いや、正確には三方向からレーザービームのごとく突き刺さってくる。
見るな、見ないでくれ。
でも気になるから目線を上げる。
──いた。
中学時代に俺をトラウマにした三人娘。
A=
B=
C=
あいつらが──俺をチラチラ見てる。
……ふっ、分かるぞ。
「中学の頃は悪かったなぁ」「あのときは子供だったなぁ」って今さら後悔してるんだろ?
でも残念。手遅れだ。
俺はすでに、孤独に耐え、己を鍛え、心を閉じて開いてまた閉じるという複雑な工程を経て進化した。

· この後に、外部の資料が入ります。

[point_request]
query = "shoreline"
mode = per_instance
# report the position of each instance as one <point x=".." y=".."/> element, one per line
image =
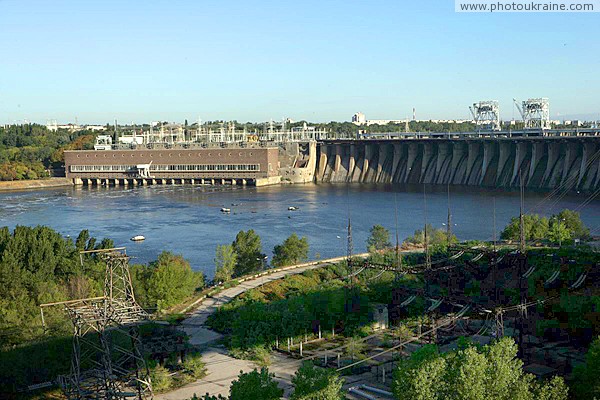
<point x="14" y="186"/>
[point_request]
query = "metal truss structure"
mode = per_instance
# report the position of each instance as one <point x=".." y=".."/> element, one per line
<point x="486" y="114"/>
<point x="106" y="338"/>
<point x="535" y="113"/>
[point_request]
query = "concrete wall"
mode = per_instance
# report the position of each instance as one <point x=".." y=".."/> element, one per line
<point x="544" y="163"/>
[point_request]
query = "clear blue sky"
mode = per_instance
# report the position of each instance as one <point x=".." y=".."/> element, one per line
<point x="315" y="60"/>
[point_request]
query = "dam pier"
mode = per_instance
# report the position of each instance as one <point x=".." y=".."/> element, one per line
<point x="544" y="162"/>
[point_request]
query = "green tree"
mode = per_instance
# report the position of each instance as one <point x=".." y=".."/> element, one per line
<point x="171" y="280"/>
<point x="471" y="373"/>
<point x="379" y="239"/>
<point x="313" y="383"/>
<point x="225" y="261"/>
<point x="558" y="231"/>
<point x="534" y="226"/>
<point x="293" y="251"/>
<point x="435" y="237"/>
<point x="248" y="247"/>
<point x="255" y="385"/>
<point x="574" y="224"/>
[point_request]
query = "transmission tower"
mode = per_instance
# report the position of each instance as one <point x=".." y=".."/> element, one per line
<point x="118" y="370"/>
<point x="486" y="115"/>
<point x="535" y="113"/>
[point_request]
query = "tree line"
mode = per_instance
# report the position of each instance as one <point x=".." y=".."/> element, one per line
<point x="28" y="151"/>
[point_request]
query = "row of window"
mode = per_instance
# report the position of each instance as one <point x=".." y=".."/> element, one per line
<point x="176" y="167"/>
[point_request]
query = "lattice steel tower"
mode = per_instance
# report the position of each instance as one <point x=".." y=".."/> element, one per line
<point x="106" y="336"/>
<point x="535" y="113"/>
<point x="486" y="114"/>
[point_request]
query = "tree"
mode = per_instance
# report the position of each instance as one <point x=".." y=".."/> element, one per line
<point x="293" y="251"/>
<point x="573" y="223"/>
<point x="313" y="383"/>
<point x="225" y="261"/>
<point x="379" y="239"/>
<point x="248" y="247"/>
<point x="489" y="372"/>
<point x="171" y="280"/>
<point x="435" y="237"/>
<point x="255" y="385"/>
<point x="558" y="231"/>
<point x="534" y="226"/>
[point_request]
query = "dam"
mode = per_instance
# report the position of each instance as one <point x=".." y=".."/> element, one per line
<point x="566" y="160"/>
<point x="544" y="162"/>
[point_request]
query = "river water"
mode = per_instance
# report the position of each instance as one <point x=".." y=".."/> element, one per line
<point x="187" y="219"/>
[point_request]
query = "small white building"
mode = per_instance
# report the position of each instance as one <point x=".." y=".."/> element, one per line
<point x="359" y="118"/>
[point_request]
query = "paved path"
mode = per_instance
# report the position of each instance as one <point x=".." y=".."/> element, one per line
<point x="223" y="369"/>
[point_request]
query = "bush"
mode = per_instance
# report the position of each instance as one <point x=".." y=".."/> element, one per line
<point x="161" y="378"/>
<point x="194" y="365"/>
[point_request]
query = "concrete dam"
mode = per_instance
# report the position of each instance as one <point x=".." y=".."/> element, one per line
<point x="544" y="162"/>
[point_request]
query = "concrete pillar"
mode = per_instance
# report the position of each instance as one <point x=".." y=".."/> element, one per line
<point x="396" y="161"/>
<point x="472" y="170"/>
<point x="413" y="152"/>
<point x="505" y="150"/>
<point x="322" y="162"/>
<point x="441" y="165"/>
<point x="520" y="155"/>
<point x="351" y="163"/>
<point x="429" y="152"/>
<point x="537" y="152"/>
<point x="365" y="170"/>
<point x="553" y="156"/>
<point x="458" y="155"/>
<point x="488" y="155"/>
<point x="588" y="151"/>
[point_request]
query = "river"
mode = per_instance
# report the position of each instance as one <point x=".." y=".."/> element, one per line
<point x="187" y="219"/>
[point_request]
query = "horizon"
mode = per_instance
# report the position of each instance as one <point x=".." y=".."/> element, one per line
<point x="319" y="62"/>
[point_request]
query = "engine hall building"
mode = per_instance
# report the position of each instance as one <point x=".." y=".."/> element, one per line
<point x="257" y="166"/>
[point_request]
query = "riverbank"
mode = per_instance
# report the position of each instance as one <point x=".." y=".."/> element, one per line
<point x="34" y="184"/>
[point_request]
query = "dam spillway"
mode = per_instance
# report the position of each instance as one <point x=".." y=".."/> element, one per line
<point x="544" y="163"/>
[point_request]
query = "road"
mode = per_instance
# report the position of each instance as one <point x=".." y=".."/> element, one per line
<point x="221" y="368"/>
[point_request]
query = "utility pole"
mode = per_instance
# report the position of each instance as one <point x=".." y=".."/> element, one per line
<point x="521" y="218"/>
<point x="425" y="235"/>
<point x="449" y="222"/>
<point x="398" y="256"/>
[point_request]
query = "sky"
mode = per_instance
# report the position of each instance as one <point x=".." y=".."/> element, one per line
<point x="141" y="61"/>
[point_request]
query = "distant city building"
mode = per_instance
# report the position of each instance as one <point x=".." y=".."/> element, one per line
<point x="95" y="128"/>
<point x="574" y="122"/>
<point x="53" y="127"/>
<point x="384" y="121"/>
<point x="359" y="119"/>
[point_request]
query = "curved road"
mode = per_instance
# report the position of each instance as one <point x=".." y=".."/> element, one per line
<point x="221" y="368"/>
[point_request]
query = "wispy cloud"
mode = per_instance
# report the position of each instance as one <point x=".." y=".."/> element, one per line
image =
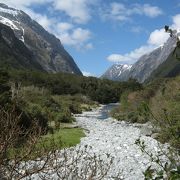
<point x="70" y="34"/>
<point x="78" y="10"/>
<point x="121" y="12"/>
<point x="156" y="38"/>
<point x="85" y="73"/>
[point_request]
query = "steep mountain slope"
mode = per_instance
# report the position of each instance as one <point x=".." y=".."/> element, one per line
<point x="46" y="49"/>
<point x="13" y="52"/>
<point x="147" y="63"/>
<point x="169" y="68"/>
<point x="143" y="68"/>
<point x="117" y="72"/>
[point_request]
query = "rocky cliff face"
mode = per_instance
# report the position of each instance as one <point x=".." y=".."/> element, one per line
<point x="45" y="48"/>
<point x="117" y="72"/>
<point x="145" y="65"/>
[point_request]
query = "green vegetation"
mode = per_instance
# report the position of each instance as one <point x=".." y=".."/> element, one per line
<point x="50" y="100"/>
<point x="159" y="103"/>
<point x="64" y="137"/>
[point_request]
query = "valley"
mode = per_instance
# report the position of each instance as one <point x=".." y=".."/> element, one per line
<point x="60" y="119"/>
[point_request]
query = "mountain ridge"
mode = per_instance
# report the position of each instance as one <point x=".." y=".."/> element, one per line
<point x="45" y="47"/>
<point x="147" y="63"/>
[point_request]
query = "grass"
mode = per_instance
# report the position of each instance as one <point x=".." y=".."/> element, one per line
<point x="63" y="138"/>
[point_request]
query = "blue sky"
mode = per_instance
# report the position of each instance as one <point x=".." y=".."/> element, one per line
<point x="99" y="33"/>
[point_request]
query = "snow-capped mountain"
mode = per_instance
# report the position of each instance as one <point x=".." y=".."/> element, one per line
<point x="146" y="64"/>
<point x="46" y="49"/>
<point x="117" y="72"/>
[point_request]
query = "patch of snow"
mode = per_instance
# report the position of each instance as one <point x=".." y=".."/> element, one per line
<point x="22" y="37"/>
<point x="9" y="11"/>
<point x="8" y="22"/>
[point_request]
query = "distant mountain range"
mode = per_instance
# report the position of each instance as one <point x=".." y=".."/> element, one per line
<point x="158" y="63"/>
<point x="26" y="44"/>
<point x="117" y="72"/>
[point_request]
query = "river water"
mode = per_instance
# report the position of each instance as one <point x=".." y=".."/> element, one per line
<point x="106" y="139"/>
<point x="106" y="135"/>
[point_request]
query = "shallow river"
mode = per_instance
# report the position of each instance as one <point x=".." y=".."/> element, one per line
<point x="106" y="135"/>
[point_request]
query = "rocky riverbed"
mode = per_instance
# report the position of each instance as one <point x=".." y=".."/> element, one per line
<point x="106" y="139"/>
<point x="118" y="140"/>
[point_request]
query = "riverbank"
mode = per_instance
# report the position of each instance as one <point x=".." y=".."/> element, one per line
<point x="117" y="139"/>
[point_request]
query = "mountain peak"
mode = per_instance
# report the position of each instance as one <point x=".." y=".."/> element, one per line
<point x="46" y="49"/>
<point x="115" y="71"/>
<point x="6" y="9"/>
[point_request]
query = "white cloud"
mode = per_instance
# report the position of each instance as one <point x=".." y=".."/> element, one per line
<point x="20" y="4"/>
<point x="85" y="73"/>
<point x="176" y="21"/>
<point x="150" y="11"/>
<point x="64" y="26"/>
<point x="132" y="56"/>
<point x="120" y="12"/>
<point x="89" y="46"/>
<point x="137" y="29"/>
<point x="76" y="37"/>
<point x="68" y="33"/>
<point x="78" y="10"/>
<point x="158" y="37"/>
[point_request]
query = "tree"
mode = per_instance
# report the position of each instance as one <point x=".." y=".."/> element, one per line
<point x="5" y="94"/>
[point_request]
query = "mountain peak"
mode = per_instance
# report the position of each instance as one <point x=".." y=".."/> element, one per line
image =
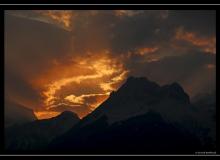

要するに、“いじられ役の俺”はもう死んだ。第二形態だ。
だからどれだけ視線を送ってきても無駄。
俺は振り返らない。
……と、思っていた、その時。
「なあ」
隣の友人が小声で囁く。
「お前……後ろ、窓ガラス見てみろ」
え?
振り向いた。
グラウンドには誰もいない。
だが窓に映っていた。
──俺の真後ろに、知らない女が立っていた。
長い髪。感情の読めない顔。
距離ゼロ。
まるで俺の首筋を覗き込むように。
「…………」
俺、無言。
「…………」
その女も無言。
「…………」
俺の心臓だけ爆音。
……いやいやいやいや待て。
なにこれ?怖い。
ていうか女子達がチラチラ見てたの、俺じゃなくてコイツか!?
ガラスの向こうで、女の唇が動いた気がした。
言葉は聞こえない。
でも意味だけが脳に届く。
【みないで】
「…………」
俺、がっつり見てますけど?
「お、おい悠真……」
隣の友人が怯えた声を出す。
背後に立つ存在は、まだ俺に張り付いていた。
女子達は青ざめて席に固まり、息すらできていない。
──え?なにこれ。
怖いのに、状況だけ見ると俺がざまぁされてる側なんだけど!?
……残念だけど。
手遅れなのは女子達じゃなく──俺かもしれない。